In comparing the choices, look for:

—  Tightly compressed cork granules and high density measurements. The manufacturers disagree on whether the highest density is needed on the backing in addition to the top veneer. Expanko, for example, has a density of 35 lbs./ft.3  on the flooring surface and the backing, while USFloors offers a wear layer density of 34 lbs/ft3 and 13 lbs/ft3 on the back. Regardless of the rating, you should not see gaps or voids between the cork granules that make up the agglomerate. (Product backings on WeCork, left, and USFloors pictured.)

—  An HDF core that has been treated to be moisture-resistant. Also, consider the advantages offered by USFloors in treating the edges of their products to help keep moisture out of the seams.

— A demonstration of how the flooring panels click together and how the edges of the panels appear once installed. A square-edged product can create a more seamless look while a beveled edge can offer a distinctive look by defining each panel. But a beveled edge can also mean grooves where dirt collects. So consider your traffic patterns and cleaning habits carefully.

Indoor Air Quality

With a top reason for seeking “green” interior products being healthful indoor air, suppliers who do not give full attention to the chemical emissions of their products are missing the mark.

Cork flooring products are manufactured with glue – a traditional source of formaldehyde and other irritants. USFloors, partly owned by Amorim, and Wicanders, also owned by Amorim, use Acrodur – a BASF product that is free of formaldehyde and also free of isocyanates, which can be harmful to manufacturing workers.

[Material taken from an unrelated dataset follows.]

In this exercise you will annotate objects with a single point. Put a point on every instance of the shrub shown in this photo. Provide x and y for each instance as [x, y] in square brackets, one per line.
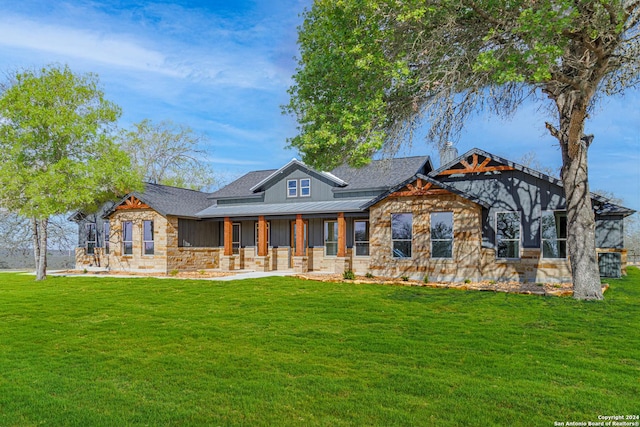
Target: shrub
[348, 275]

“No added urea formaldehyde” appears on Expanko Cork products and should be visible on the websites or packaging of any product you choose.

As mentioned in Part One, Qu-Cork has GREENGUARD Children & Schools Certification – which sets the most stringent limits for chemical emissions. All USFloors cork with the Endura AR finish also has this certification. The rest of its line has GREENGUARD Indoor Air Quality Certification as do all of the cork lines offered by Wicanders.

Innovation

Tried, true and reliable are good traits. But seeing the same thing day after day gets boring and makes me wonder about a manufacturer’s longevity.

Qu-Cork has kept consumer attention with several new color introductions and by introducing Microban technology to make its products mold-resistant, discussed in Part Two.

Wicanders has teamed up with WarmUp – an underfloor heating system – so you won’t have to research what radiant heat system is best to use with its flooring.

But the continuing stream of innovation from USFloors might get the most attention.  The company’s new Almada collection has all the warmth and resilience of cork, but it looks like hardwood. (Almada image courtesy of USFloors.)

Responsiveness

When the customer at the start of this blog found the divot in her new cork floor, she wanted immediate action. She got that from the retailer, Cline’s Carpets & Blinds, who installed it, even though the area that had been compressed rose back up to correct the problem.

Had the problem resulted from a defect in the product, Cline’s would have turned to the manufacturer, or the manufacturer’s distributor, for assistance with a claim involving more material to replace the area with the defect. If the manufacturer did not respond with assistance, Cline’s would have had to fix the problem and eat the cost or refuse to make the repair.

What kind of service can you expect? How well has the manufacturer explained pertinent information about its products to its own reps, its distributor reps and the retailers who sell its products?

Your retailer should know these answers. Ask before you buy.